Morto na 2ª Guerra? O que se sabe sobre o mistério
do irmão alemão de Chico Buarque
19/06/2024 - 9:23
Para compartilhar:
Nem mesmo a internet permitiu
desvendar um curioso mistério que perdura há décadas na família Buarque de
Hollanda: o paradeiro de Sérgio Georg Ernst, nascido em Berlim por volta de
1930, filho de Anne Margerithe Ernst com Sérgio Buarque de Hollanda. Quase 80
anos depois, o destino de um dos descendentes do autor de Raízes do Brasil
(1936) permanece incógnito.
A probabilidade de o alemão
Sérgio Georg ter morrido durante a Segunda Guerra Mundial ou em decorrência
dela é ainda a hipótese mais forte que se cogita. Berlim e Munique – cidade de
origem de Anne Margerithe, para a qual mãe e filho podem ter voltado – estavam
no olho do furacão desde a ascensão de Adolf Hitler ao poder, em 1933.
Correspondente na Alemanha
Em 1929, Sérgio Buarque de
Hollanda chegou à Alemanha, incumbido de realizar reportagens para O Jornal,
publicação de Assis Chateaubriand. Desembarcando em Hamburgo e seguindo logo
para Berlim, o brasileiro tinha planos de passar também pela Polônia e pela
Rússia, mas a visita à então União Soviética acabou não acontecendo por
questões burocráticas.
A estadia em Berlim, que durou até o Natal de 1930, foi um
período central na formação do historiador e sociólogo, no qual teve
oportunidade de entrevistar, entre outros, o escritor Thomas Mann, além de
travar contato com intelectuais europeus de várias áreas, frequentar aulas de
História e Ciências Sociais na Universidade de Berlim e ainda colaborar com
revistas teuto-brasileiras.
O pensador paulistano acabou
até trabalhando para a produtora cinematográfica UFA (Universum Film), fazendo
versões em português para diversos filmes alemães, entre eles o clássico Anjo
Azul, de Josef von Sternberg, estrelado por Marlene Dietrich.

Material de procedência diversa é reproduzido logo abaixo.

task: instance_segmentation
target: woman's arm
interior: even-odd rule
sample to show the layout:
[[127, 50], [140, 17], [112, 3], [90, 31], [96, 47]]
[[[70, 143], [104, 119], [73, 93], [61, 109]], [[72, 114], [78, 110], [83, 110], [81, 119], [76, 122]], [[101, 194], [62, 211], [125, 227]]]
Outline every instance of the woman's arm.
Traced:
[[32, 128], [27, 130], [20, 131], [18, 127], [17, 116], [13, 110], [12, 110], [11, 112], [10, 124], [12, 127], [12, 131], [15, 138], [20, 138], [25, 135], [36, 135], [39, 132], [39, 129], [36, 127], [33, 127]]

Isso tudo, claro,
sem abrir mão do direito à boemia.
A estadia em Berlim, que durou até o Natal de 1930, foi um
período central na formação do historiador e sociólogo, no qual teve
oportunidade de entrevistar, entre outros, o escritor Thomas Mann, além de
travar contato com intelectuais europeus de várias áreas, frequentar aulas de
História e Ciências Sociais na Universidade de Berlim e ainda colaborar com
revistas teuto-brasileiras.
O pensador paulistano acabou
até trabalhando para a produtora cinematográfica UFA (Universum Film), fazendo
versões em português para diversos filmes alemães, entre eles o clássico Anjo
Azul, de Josef von Sternberg, estrelado por Marlene Dietrich. Isso tudo, claro,
sem abrir mão do direito à boemia.
“Papai ficou muito triste quando
veio a guerra, porque tinha lembranças de um tempo muito feliz na Alemanha”,
afirma a cantora e compositora Ana de Hollanda, um dos sete filhos de Sérgio
Buarque com Maria Amélia de Carvalho Cesário Alvim.
A revelação do poeta
A primeira vez que um dos filhos
de Sérgio e Maria Amélia ouviu falar da existência de um irmão na Alemanha foi
durante um encontro que Chico Buarque teve na casa do poeta pernambucano Manuel
Bandeira. Acompanhado de Tom Jobim e Vinícius de Moraes, que era grande amigo
de seu pai, Chico ouviu Bandeira tocar piano, mas o que mais o impressionou foi
a revelação feita pelo poeta de que Sérgio Buarque tinha um filho na Alemanha.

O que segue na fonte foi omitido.